With the Shasta Dam blocking the fish’s historical routes to cold-water steams, the U.S. Bureau of Reclamation has to issue a plan in April or May for releasing water over the summer so farmers and residential users can get the water they need while also preserving the cold-water pool necessary for the survival of the winter-run salmon.

In the 2014 drought year, however, the Bureau’s calculations proved wrong and the 56-degree water that was supposed to keep the salmon alive through September ran out in August. Water temperatures climbed to 62 degrees. The juvenile salmon survival rate to Red Bluff that year dropped to 5 percent. 

Swart, who was responsible for coordinating efforts of biologists across a number of agencies, was among those trying to figure out what went wrong. A team of NOAA scientists discovered the U.S. Bureau of Reclamation was using average historical summer air temperatures over an 82-year period for its water temperature forecasts. Those numbers didn't take into account the prolonged, record-high air temperatures that happened in 2014 and 2015. In addition, the limited amount of cold water in Shasta Reservoir made providing cold water very challenging.

According to Swart, the Southwest Fisheries Science Center was able to develop an updated temperature prediction model for the 2015 season based on newer technologies.

Two of those involved in the effort, and also receiving Bronze Awards, were fellow UC Santa Cruz alumni. Eric Danner (Ph.D. '06, ecology and evolutionary biology) currently leads the biophysical modeling team for NOAA that helped develop water temperature models for the spawning habitat, which were then linked to models of heat tolerance for salmon eggs. Rachel Johnson (Ph.D. '07, ecology and evolutionary biology) helped lead an effort to improve field data and monitoring to track the status of the fish through their life cycle.

But negotiating a water release plan was still a chess game.

Swart assembled data, did analysis, and made recommendations for weekly talks among those representing dam operators, agriculture and residential users, along with those overseeing fish and wildlife along the river.
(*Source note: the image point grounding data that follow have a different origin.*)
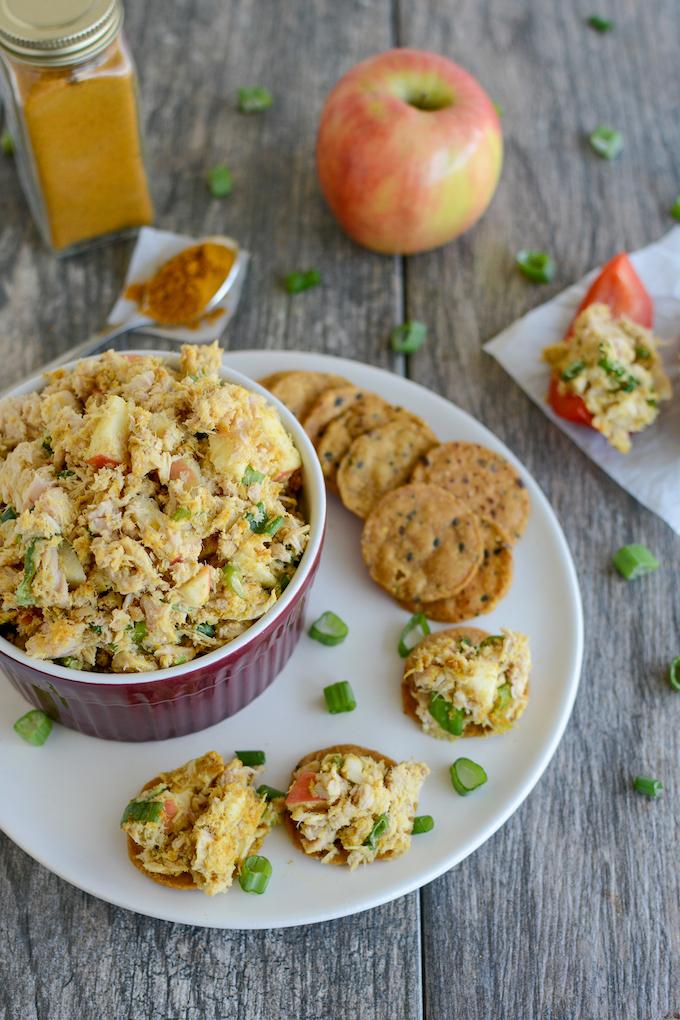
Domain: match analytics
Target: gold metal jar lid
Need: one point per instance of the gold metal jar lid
(57, 32)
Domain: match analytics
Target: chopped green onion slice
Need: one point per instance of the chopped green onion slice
(647, 786)
(574, 369)
(301, 281)
(233, 579)
(181, 513)
(140, 631)
(607, 142)
(23, 595)
(254, 100)
(206, 628)
(599, 23)
(142, 811)
(376, 832)
(408, 338)
(220, 181)
(674, 674)
(422, 823)
(467, 775)
(412, 633)
(329, 628)
(255, 874)
(634, 561)
(251, 476)
(34, 727)
(251, 758)
(536, 266)
(340, 698)
(445, 713)
(269, 793)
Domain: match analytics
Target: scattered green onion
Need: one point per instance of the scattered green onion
(251, 758)
(142, 811)
(269, 793)
(140, 631)
(220, 181)
(34, 727)
(445, 713)
(206, 628)
(378, 830)
(536, 266)
(181, 513)
(647, 786)
(572, 370)
(251, 476)
(599, 23)
(233, 579)
(408, 338)
(607, 142)
(674, 674)
(467, 775)
(340, 698)
(422, 823)
(301, 281)
(23, 595)
(255, 874)
(254, 100)
(634, 561)
(329, 628)
(412, 633)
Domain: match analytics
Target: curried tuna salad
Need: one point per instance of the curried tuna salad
(147, 514)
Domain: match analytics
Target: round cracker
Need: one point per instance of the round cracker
(342, 749)
(419, 542)
(474, 634)
(486, 589)
(480, 477)
(329, 405)
(381, 460)
(299, 391)
(340, 434)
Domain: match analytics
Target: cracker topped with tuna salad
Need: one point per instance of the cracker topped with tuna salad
(348, 805)
(148, 514)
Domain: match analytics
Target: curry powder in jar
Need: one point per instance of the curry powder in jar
(70, 93)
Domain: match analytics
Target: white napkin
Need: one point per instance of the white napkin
(152, 249)
(650, 471)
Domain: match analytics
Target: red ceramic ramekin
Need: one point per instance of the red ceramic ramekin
(180, 700)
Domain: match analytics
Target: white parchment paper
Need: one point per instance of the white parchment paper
(650, 471)
(152, 249)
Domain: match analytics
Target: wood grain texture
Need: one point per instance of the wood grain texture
(572, 910)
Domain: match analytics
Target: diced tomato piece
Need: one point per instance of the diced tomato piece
(301, 792)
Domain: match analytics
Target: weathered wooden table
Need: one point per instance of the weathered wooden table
(571, 911)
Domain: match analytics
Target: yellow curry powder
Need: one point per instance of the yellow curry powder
(179, 291)
(85, 137)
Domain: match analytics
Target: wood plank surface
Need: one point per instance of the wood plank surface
(571, 912)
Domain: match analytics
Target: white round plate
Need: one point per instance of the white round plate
(61, 803)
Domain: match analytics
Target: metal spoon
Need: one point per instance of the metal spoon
(90, 345)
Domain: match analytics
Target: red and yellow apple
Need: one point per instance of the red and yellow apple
(409, 151)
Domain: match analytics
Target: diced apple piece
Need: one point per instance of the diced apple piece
(70, 564)
(108, 446)
(195, 592)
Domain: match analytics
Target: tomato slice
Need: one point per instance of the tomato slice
(619, 287)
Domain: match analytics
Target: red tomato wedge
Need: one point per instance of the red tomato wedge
(301, 792)
(619, 287)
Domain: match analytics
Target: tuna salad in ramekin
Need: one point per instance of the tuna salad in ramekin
(158, 517)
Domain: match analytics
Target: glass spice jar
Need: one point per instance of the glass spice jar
(70, 95)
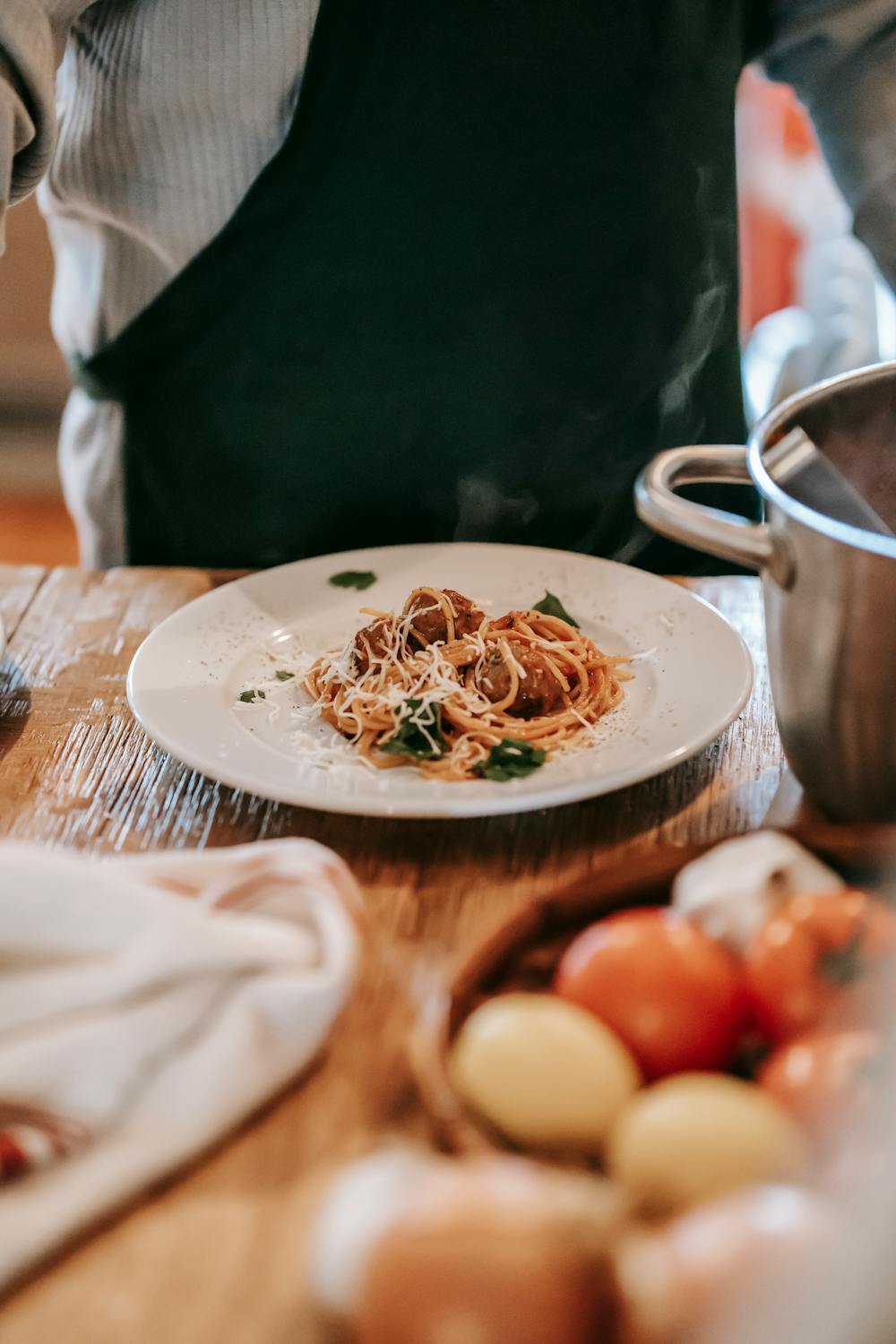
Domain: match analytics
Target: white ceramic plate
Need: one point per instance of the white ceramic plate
(694, 676)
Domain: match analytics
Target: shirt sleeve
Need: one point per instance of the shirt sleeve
(840, 56)
(32, 38)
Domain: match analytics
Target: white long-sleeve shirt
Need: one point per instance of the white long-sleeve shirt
(147, 121)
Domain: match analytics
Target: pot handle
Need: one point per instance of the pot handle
(711, 530)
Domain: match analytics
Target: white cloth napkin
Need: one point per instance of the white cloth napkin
(147, 1005)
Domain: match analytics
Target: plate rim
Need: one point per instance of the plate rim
(444, 809)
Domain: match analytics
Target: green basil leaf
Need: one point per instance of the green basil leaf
(511, 760)
(551, 605)
(419, 733)
(354, 578)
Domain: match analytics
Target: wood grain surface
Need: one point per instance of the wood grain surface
(217, 1255)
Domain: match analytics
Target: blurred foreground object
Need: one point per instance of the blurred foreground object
(148, 1005)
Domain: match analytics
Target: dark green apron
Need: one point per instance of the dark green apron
(489, 273)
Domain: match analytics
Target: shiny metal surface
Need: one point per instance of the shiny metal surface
(829, 588)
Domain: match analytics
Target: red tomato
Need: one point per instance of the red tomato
(821, 959)
(673, 995)
(823, 1078)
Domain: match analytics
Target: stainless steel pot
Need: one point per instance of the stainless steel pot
(829, 586)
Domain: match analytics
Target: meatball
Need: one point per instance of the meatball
(430, 626)
(538, 693)
(374, 642)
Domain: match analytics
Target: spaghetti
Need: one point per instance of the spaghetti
(462, 695)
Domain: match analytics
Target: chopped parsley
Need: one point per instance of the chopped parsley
(511, 760)
(551, 605)
(419, 733)
(354, 578)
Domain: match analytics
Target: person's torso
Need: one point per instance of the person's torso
(168, 110)
(500, 238)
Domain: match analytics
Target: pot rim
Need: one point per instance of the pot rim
(774, 419)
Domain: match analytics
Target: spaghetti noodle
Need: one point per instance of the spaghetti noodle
(462, 695)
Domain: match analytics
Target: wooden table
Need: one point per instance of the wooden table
(217, 1257)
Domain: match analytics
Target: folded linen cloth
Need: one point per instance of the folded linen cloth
(147, 1005)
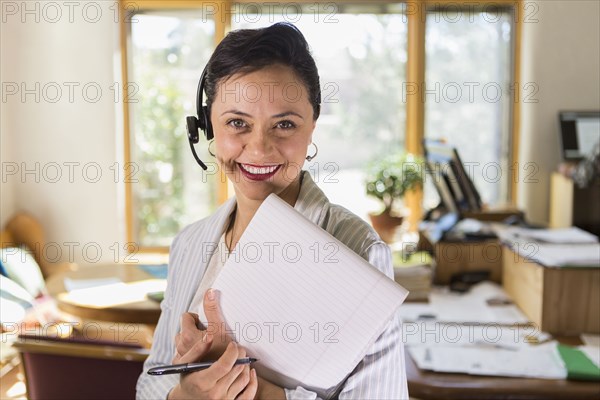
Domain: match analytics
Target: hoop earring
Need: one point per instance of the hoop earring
(310, 158)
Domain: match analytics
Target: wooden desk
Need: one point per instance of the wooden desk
(119, 302)
(432, 385)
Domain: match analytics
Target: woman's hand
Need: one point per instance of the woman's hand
(222, 380)
(213, 335)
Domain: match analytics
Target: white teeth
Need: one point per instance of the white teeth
(259, 170)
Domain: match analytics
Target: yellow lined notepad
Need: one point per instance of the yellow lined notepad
(302, 302)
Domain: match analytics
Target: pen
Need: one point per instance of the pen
(191, 367)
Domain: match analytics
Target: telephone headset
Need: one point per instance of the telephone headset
(202, 121)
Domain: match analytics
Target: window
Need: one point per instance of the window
(468, 93)
(366, 58)
(362, 68)
(168, 50)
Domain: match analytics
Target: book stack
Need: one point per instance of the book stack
(414, 273)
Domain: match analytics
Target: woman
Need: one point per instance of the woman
(263, 99)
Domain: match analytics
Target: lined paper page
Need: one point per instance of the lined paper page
(301, 301)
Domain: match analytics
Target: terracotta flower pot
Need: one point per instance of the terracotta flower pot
(385, 225)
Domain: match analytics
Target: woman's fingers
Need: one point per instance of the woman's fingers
(235, 372)
(251, 388)
(196, 352)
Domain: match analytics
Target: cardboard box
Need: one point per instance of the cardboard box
(561, 301)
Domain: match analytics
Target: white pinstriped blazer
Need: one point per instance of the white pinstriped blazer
(380, 375)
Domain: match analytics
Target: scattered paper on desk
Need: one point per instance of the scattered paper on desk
(562, 255)
(539, 361)
(75, 284)
(557, 236)
(302, 302)
(470, 307)
(432, 333)
(590, 339)
(593, 353)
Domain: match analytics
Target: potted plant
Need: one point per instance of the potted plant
(389, 179)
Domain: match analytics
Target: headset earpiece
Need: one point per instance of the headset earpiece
(202, 121)
(192, 125)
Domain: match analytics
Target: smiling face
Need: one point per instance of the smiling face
(263, 125)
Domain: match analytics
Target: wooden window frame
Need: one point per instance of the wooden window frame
(415, 73)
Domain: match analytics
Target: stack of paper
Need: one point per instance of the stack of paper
(569, 247)
(486, 302)
(302, 302)
(414, 274)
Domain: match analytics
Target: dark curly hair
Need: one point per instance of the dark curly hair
(248, 50)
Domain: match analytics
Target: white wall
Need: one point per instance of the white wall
(561, 54)
(44, 130)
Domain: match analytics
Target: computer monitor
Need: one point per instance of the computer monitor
(579, 133)
(454, 186)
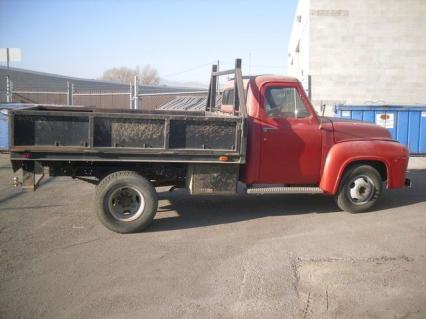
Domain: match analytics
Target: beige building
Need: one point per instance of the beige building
(360, 51)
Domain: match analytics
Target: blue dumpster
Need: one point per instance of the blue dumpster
(407, 124)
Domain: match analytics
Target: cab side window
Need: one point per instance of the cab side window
(284, 102)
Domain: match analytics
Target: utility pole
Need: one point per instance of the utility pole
(135, 93)
(217, 83)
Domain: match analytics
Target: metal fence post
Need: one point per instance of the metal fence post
(130, 95)
(8, 91)
(135, 92)
(70, 89)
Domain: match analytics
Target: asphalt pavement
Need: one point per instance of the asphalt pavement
(270, 256)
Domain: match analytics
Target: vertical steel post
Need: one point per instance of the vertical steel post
(8, 90)
(130, 95)
(135, 96)
(69, 93)
(239, 90)
(309, 87)
(7, 57)
(213, 89)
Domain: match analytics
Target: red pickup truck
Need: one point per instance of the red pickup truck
(264, 138)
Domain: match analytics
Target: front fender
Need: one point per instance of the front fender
(392, 154)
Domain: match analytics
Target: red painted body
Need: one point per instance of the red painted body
(311, 150)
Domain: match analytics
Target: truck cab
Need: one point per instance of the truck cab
(290, 147)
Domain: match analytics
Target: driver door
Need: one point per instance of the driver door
(291, 139)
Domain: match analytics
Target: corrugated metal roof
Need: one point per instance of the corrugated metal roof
(188, 103)
(26, 80)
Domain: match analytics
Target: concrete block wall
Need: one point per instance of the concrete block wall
(363, 51)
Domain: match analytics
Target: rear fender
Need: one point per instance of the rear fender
(392, 154)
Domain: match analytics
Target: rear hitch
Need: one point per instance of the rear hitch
(408, 183)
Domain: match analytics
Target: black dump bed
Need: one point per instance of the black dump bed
(84, 133)
(63, 133)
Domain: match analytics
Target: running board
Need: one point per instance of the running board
(283, 190)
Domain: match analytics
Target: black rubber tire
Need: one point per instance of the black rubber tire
(343, 199)
(120, 179)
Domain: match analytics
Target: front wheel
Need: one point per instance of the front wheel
(360, 189)
(126, 202)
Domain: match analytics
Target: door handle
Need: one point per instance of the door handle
(269, 129)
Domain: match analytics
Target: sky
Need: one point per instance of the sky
(180, 38)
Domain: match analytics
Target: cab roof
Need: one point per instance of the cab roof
(259, 80)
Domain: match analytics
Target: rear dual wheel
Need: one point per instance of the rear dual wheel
(126, 202)
(360, 189)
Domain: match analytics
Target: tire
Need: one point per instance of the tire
(360, 189)
(125, 202)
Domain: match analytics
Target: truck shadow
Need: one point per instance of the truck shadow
(179, 210)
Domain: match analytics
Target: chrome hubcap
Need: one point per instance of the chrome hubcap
(361, 189)
(126, 203)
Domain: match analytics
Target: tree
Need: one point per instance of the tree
(148, 75)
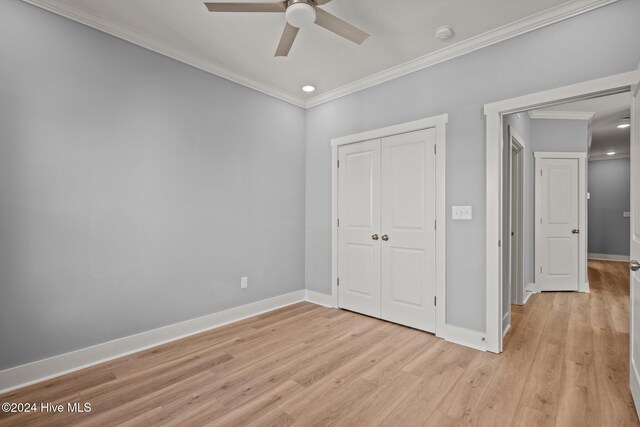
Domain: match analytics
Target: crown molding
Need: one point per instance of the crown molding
(561, 115)
(533, 22)
(108, 26)
(522, 26)
(601, 157)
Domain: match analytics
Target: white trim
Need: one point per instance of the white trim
(465, 337)
(561, 115)
(527, 295)
(608, 257)
(550, 16)
(559, 155)
(30, 373)
(514, 135)
(506, 330)
(493, 170)
(439, 123)
(146, 41)
(532, 288)
(596, 158)
(533, 22)
(415, 125)
(582, 212)
(633, 383)
(319, 299)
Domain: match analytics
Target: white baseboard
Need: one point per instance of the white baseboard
(608, 257)
(463, 336)
(527, 295)
(585, 288)
(506, 330)
(30, 373)
(320, 299)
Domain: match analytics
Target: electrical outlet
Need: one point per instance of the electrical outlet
(461, 212)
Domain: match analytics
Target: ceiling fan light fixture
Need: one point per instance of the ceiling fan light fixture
(301, 14)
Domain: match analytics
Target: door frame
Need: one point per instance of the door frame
(494, 141)
(517, 146)
(583, 283)
(439, 123)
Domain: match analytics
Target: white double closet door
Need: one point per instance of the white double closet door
(386, 230)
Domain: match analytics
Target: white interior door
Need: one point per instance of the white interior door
(557, 224)
(634, 330)
(408, 229)
(359, 227)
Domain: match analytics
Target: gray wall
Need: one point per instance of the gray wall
(609, 186)
(135, 190)
(561, 54)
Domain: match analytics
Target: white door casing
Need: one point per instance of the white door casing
(557, 223)
(359, 216)
(634, 311)
(408, 222)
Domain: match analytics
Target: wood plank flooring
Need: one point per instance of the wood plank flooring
(564, 364)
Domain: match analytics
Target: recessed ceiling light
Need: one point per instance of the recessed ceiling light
(625, 123)
(444, 32)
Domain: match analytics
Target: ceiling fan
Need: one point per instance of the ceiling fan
(299, 14)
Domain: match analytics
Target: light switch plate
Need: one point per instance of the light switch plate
(461, 212)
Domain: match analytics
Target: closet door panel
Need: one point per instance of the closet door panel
(408, 221)
(359, 216)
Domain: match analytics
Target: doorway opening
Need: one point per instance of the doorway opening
(495, 117)
(575, 150)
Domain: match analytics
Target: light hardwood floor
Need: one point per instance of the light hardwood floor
(565, 364)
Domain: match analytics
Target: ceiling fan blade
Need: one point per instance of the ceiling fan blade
(247, 7)
(338, 26)
(286, 41)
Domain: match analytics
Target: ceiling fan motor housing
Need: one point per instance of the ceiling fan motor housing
(301, 13)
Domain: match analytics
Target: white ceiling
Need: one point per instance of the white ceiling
(608, 113)
(241, 46)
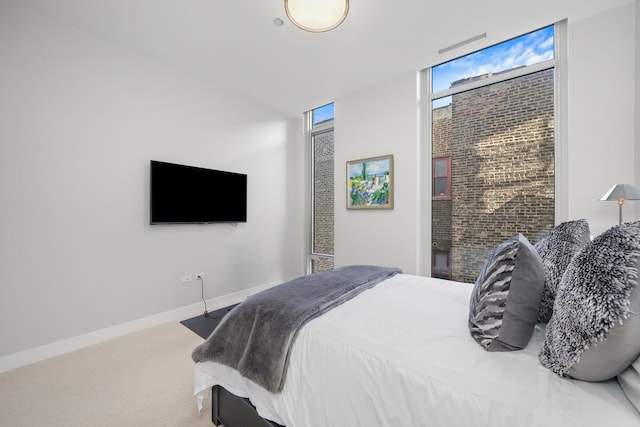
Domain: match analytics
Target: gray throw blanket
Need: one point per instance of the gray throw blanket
(255, 337)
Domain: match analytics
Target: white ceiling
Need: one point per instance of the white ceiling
(235, 44)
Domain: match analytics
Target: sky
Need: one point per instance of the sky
(528, 49)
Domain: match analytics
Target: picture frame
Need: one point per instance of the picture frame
(370, 183)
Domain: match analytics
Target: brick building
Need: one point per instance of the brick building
(500, 142)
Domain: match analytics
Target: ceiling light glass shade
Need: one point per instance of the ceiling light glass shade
(317, 15)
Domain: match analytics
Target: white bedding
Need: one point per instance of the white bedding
(400, 354)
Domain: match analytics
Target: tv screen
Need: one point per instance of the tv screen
(183, 194)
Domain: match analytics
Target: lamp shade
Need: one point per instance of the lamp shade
(316, 15)
(622, 192)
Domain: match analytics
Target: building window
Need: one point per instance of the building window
(322, 194)
(441, 265)
(442, 177)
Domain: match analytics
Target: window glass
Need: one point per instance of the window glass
(321, 115)
(499, 142)
(526, 50)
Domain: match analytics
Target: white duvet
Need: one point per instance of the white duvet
(400, 355)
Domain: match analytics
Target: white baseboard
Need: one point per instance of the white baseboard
(33, 355)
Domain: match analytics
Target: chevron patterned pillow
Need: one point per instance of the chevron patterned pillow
(506, 297)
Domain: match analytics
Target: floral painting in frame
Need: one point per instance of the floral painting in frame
(370, 183)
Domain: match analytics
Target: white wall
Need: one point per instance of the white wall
(368, 124)
(601, 130)
(80, 118)
(602, 114)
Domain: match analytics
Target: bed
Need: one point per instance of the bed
(400, 354)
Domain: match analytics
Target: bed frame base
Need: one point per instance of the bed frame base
(234, 411)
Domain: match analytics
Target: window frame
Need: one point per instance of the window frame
(559, 65)
(314, 130)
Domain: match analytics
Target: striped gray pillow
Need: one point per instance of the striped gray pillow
(506, 297)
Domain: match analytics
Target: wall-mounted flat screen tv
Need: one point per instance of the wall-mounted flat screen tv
(182, 194)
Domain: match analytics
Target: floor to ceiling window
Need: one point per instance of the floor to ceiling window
(322, 221)
(493, 151)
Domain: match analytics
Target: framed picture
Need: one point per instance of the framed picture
(370, 183)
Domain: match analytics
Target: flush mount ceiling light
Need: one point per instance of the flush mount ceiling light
(316, 16)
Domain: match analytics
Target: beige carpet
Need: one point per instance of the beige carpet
(143, 379)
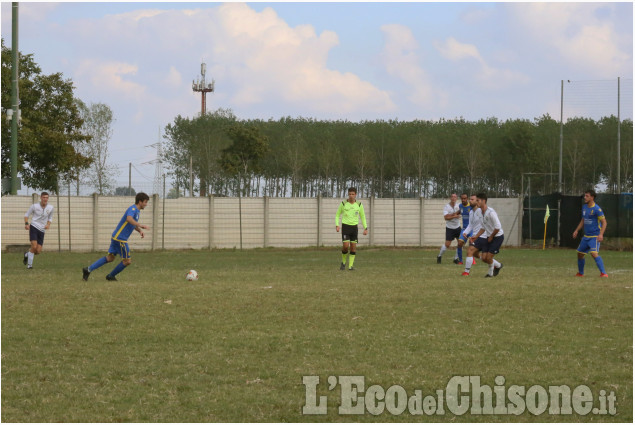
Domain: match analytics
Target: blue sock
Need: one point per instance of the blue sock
(600, 264)
(581, 265)
(118, 268)
(97, 264)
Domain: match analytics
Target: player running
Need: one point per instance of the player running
(489, 238)
(351, 211)
(594, 224)
(119, 241)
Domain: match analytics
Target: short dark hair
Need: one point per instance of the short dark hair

Swart, says his supervisor, Water Operations and Delta Consultation Branch Chief Garwin Yip, “has a unique skill set” that allows him to take complicated problems and distill them in a ways so that others can understand issues and make decisions.

An agreement in 2015 that pushed the water temperature limit from 56 to 57 degrees that year, however, resulted in another bad spell for the young salmon.

In 2016, “we were fortunate to receive enough precipitation to almost fill Shasta Reservoir, and employed new management tools based off our lessons learned,” Swart says.

Those tools included lowering water temperature compliance to 53 degrees, using conservative meteorological forecasts and setting up restoration projects in the upper Sacramento River; like the creation of side channels and the addition of gravel to increase the quantity and quality of spawning habitat for adult fish, along with the installation of woody debris and boulders to help juvenile fish avoid predators before they headed out to the sea.

NOAA also developed a five-year recovery plan for winter-run Chinook salmon titled Species in the Spotlight, which includes proposals to reintroduce the fish to former spawning grounds on the Battle Creek and McCloud rivers.

While winter-run salmon survival rates improved in 2016, the outlook for the fish is still grim.

For Swart, the story of the decline of the winter-run Chinook salmon isn't just a tale of one fish but of an entire ecosystem.

“I think the whole experience shows that, with climate change, we have to change the way we manage and deal with water in California because it is such a scarce resource.

“We can’t keep doing business as usual,” he says.